We plan on further improvements to Standards Compliance in 2020. If this is an area of functionality that you are interested in please get in touch!

Standards Compliance for Study Builders

In my last post I explained some of the standards compliance and comparison features in TrialGrid. Being able to determine compliance in a report is very useful but what about the Study Builder? How does a Study Builder know, during the setup of a Form, what the Standard allows to be changed and what must be preserved exactly the same as the Standard Object in order to maintain compliance?

In TrialGrid we present this information to the Study Builder in several ways so that they can build Forms compliant from the start.

First, the Form displays a Standards Compliance summary area which shows whether Fields can be added to the Form or Fields can be deleted.

Compliance Summary

This summary is updated as the Form is saved so that the Study Builder can always see whether the Form they are working on is currently in a state of Matched (exactly the same as the standard), Modified (allowed changes have been made) or Not Explained (non-allowed changes made).

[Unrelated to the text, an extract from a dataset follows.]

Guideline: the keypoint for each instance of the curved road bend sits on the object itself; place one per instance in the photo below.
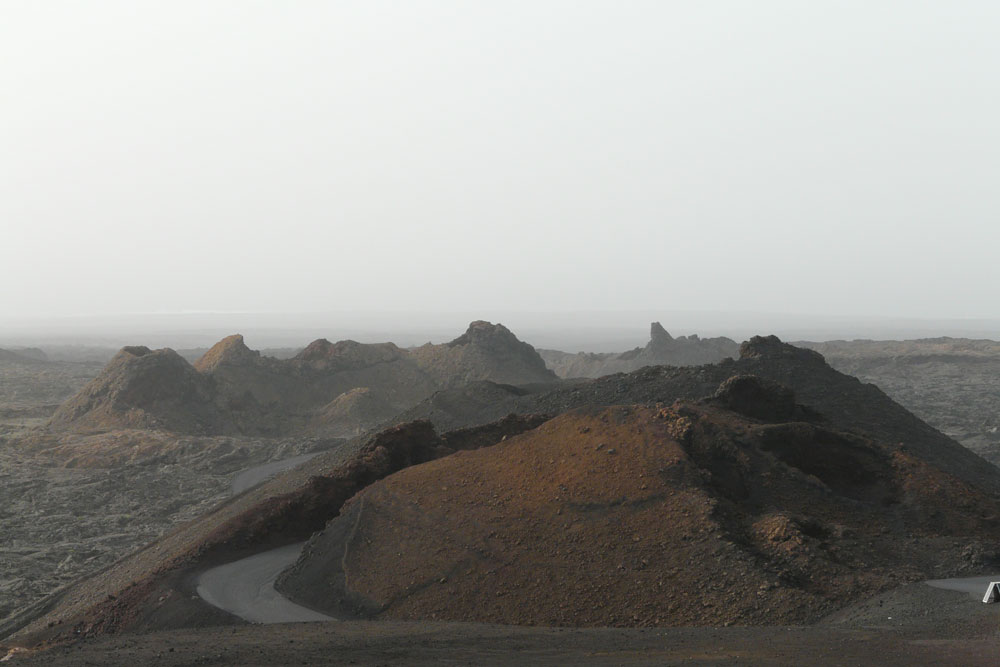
(254, 476)
(975, 586)
(245, 588)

Secondly, changes which are allowed to individual properties of the Form or of any Field are marked with a pencil icon as shown here on the Name property:

Name Field

The pencil icon signals that this property may be changed without breaking standards compliance.

Finally, although the Standard Form may allow some Fields to be deleted there may be other Fields which are Required and so cannot be deleted. These are marked in the Fields list with a "STD. Required" label:

Required Field

Deleting a Required Field will mark the Form as non-compliant to the standard.

Our goal with TrialGrid is to bring activities like standards compliance checking into the study build workflow so that non-conformances can be explained and addressed as early in the process as possible. Just one of the ways that TrialGrid makes life better for Study Builders.